Now let's turn our attention to GDPR at a macro level. What would you wish were different in the articles and in the way it has been enforced across nation states?
“One thing I can't explain is why private companies and government institutions are treated differently when it comes to sanctions. The incentive to follow the rules are in my opinion skewed in favour of public institutions who are less punished if things go bad. Why? I do understand that for public institutions, potential bigger fines will end up being paid by the citizens, which is of course not fair.
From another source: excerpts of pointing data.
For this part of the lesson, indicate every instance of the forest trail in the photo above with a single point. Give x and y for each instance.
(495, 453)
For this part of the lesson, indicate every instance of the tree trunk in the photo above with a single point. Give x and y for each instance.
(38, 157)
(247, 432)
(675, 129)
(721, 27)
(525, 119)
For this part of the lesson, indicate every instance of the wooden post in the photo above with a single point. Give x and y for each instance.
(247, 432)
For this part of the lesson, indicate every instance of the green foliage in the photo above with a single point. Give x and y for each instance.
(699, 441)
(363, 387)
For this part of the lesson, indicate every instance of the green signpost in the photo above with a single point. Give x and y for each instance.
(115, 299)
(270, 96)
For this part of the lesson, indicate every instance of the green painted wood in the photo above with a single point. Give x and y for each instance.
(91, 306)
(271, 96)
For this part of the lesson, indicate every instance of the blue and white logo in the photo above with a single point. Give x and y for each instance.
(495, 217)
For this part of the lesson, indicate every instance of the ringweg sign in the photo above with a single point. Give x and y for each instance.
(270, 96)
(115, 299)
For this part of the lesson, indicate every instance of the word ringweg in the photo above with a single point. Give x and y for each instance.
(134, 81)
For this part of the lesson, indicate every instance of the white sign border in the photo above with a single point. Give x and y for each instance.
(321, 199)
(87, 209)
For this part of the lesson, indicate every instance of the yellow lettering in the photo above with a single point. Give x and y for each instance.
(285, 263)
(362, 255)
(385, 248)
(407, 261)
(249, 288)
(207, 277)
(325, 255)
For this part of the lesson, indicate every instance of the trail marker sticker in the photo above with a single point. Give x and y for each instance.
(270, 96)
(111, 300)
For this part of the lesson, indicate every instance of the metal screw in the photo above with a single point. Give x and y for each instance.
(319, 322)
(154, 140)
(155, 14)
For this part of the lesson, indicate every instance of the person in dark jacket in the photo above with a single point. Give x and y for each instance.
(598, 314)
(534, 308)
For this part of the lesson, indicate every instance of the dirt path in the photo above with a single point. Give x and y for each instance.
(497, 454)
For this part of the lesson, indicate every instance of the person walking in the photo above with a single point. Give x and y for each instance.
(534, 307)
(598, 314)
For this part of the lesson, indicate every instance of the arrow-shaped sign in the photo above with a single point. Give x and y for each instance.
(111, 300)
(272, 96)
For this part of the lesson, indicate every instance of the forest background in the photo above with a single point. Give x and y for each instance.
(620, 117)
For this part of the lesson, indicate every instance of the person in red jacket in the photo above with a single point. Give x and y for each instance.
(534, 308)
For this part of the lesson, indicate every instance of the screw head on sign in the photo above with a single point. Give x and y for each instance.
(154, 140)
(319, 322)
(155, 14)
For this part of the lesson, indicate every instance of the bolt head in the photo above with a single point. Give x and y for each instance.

So I do see the dilemma, but the Danish Dataprotection Authority has other tools too which I haven't seen used - at least so far. ”
“Coming back to my point made earlier, I miss a deeper focus in our communication on why we implement these rules in the first place - that GDPR is a basic human right. I wish that the EU and the different nation states had spent more time communicating the importance of that. Instead we spend time talking about rules we need to follow. Data ethics could and should be more present in the debate and in the implementation of the rules. Otherwise we risk that GDPR becomes this annoying checklist you need to complete, and it all becomes very superficial and insincere.”
Allright Lyng. It is time to finish. But before we round off. What is the best advice you can give to a new DPO?
“Great question. I think the key lies in good communication and great stakeholder management. It's not a one man's show. Avoid thinking in rules we need to follow. But focus on the overall storytelling and how the rules can actually help the different people inside the organisation achieving their goals and thus the overall business goals. So a focus on communication and the right framing. That's probably the best advice I can give. The rest is merely a matter of technicality.”
On behalf of the entire Cleardox team, we sincerely thank Lyng and the Emento team for her story and the willingness to share it with us.